Continuó caminando por el pueblo y llegó donde el carnicero, quien ahuyentaba unos perros de su negocio.
—¡Fuera de aquí! —les gritaba. —¡Ay, hola don Andrés! ¿Cómo está? —preguntó el carnicero al verlo.
—Bien. —le contestó. —Aquí, viendo si va a querer leña para sus asados de la noche.
—Por supuesto, Don Andrés, deme lo que le queda y vayase a descansar a su casa ya.
—Me iré a descansar hasta que me muera, mientras tanto seguiré aquí trabajando, además después de aquí tengo una última parada.
Don Andrés, con el pan que le habían regalado, regresó al bosque y caminó por la orilla del río, donde las flores crecían más rápido gracias al agua que las alimentaba y a los rayos de sol que las iluminaban. Cogió las flores naranjas que crecían, pero entre todas destacó una flor amarilla. La cogió en sus manos, la olió y, llorando, la lanzó al río, diciendo: "Ven pronto, en mi casa te estoy esperando."
Cayó la noche y Don Andrés regresó a su casa. En las calles se escuchaba la algarabía de la música de mariachi. Don Andrés, en su humilde casa, colocó el pan sobre la mesa, junto con un trozo de pollo. Dirigió un extremo de la mesa hacia sí mismo y al otro colocó otro pedazo de tortilla. Se dirigió a su cuarto, sacó el cuadro de su esposa fallecida y le dijo: "Te servi pan, porque sé que la tortilla no te gusta, ven pronto que te estoy esperando." Y encendió una candela en su lugar.
Don Andrés comió y después de unas horas, se quedó dormido sobre la mesa. A eso de la medianoche, un frío viento entró a la casa, tan fuerte que abrió puertas y ventanas. Del susto, Don Andrés se levantó asustado, fue a cerrar la puerta y cuando regresó, vio a su mujer, Gabriela, sentada frente a su plato.

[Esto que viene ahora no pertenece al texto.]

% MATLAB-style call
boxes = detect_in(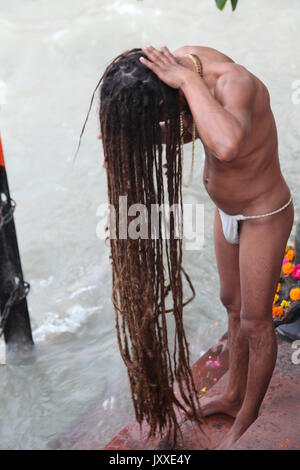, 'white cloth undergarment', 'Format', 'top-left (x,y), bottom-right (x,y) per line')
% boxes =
(218, 196), (292, 245)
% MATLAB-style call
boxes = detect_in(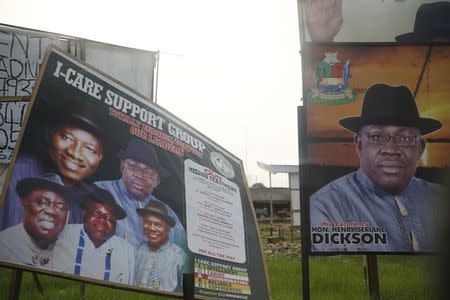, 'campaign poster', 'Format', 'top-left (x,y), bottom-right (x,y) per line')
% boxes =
(302, 44), (450, 254)
(298, 0), (450, 44)
(0, 97), (29, 164)
(0, 48), (270, 299)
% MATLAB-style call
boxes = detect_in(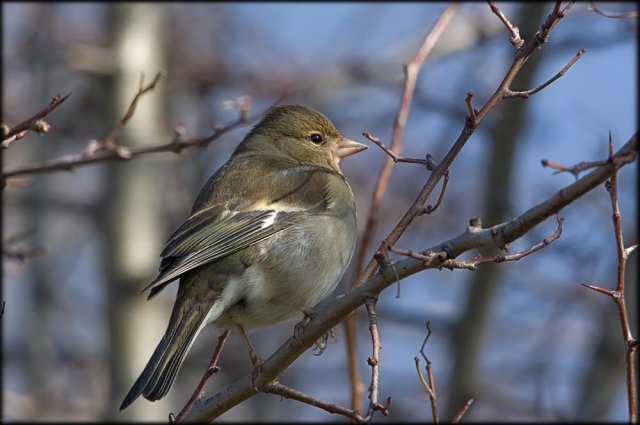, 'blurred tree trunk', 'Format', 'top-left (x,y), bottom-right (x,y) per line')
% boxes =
(444, 3), (548, 419)
(102, 3), (168, 420)
(24, 5), (57, 421)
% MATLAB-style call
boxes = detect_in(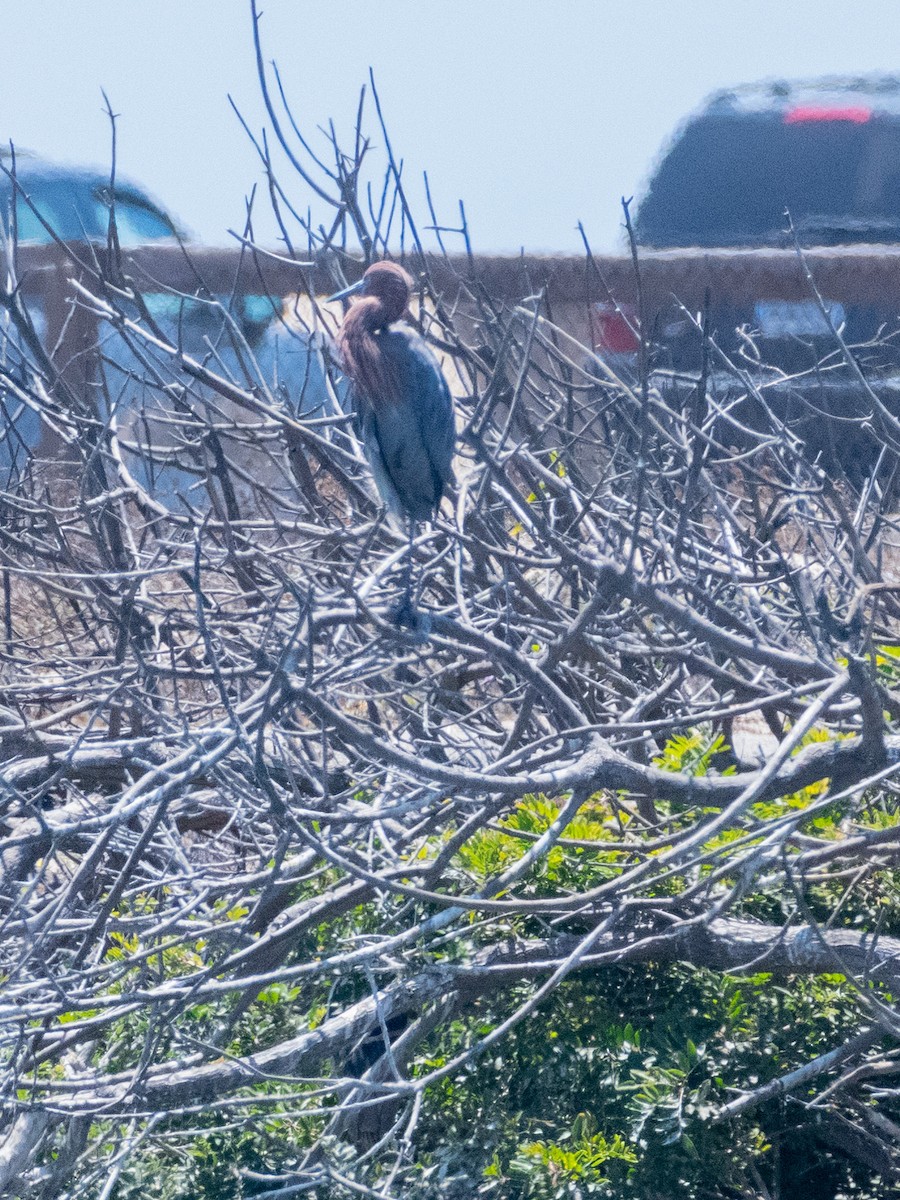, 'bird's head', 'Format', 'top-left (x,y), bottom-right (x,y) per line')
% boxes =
(329, 262), (413, 325)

—Ya vine, Andrés. —Le dijo. —¿Por qué cierras las puertas, si vos me invitaste? —Don Andrés no sabía qué responder, se quedó unos segundos mirando y parpadeando en repetidas ocasiones porque no sabía si se trataba de una alucinación, un sueño o la realidad. —Siéntate a comer. —le dijo Gabriela.
—¿A qué viniste? —Le preguntó.
—¿Tú me invitaste, no recuerdas?
—No creí que llegarías a venir.
—Pues aquí estoy, y come rápido que vamos tarde.
—¿A dónde?
—Ya verás.
Gabriela dirigió a Don Andrés hacia el río. Andrés vio que ella se dirigía al río. Gabriela, con los pies descalzos, tocó el agua y ésta comenzó a brillar de amarillo, proveniente de unas flores del mismo color que emergieron a la superficie, combinado con las luciérnagas alrededor.
—Ven. —Le dijo Gabriela.
—No, me voy a ahogar.
Gabriela le cogió la mano y despacio se lo llevó al centro del río, donde ambos flotaban por encima del agua, bailando juntos en un espectáculo de luces que se vio opacado por el amanecer.
—Ya te tienes que ir, ya está amaneciendo. —Le dijo Don Andrés a Gabriela, a lo que ésta le contestó:
—O tú te debes quedar, dándole un beso mientras ambos desaparecían cada vez que el sol más salía.
Los del pueblo, preocupados por no ver a don Andrés, fueron a su casa, vieron la puerta abierta y entraron. Y sobre la mesa, como si estuviera don Andrés dormido, este había fallecido. Y en la mesa apareció otra vela encendida y en medio una flor amarilla.
—Se fue. —Comentó el carnicero.
A lo que el panadero respondió: —No, ella se lo llevó.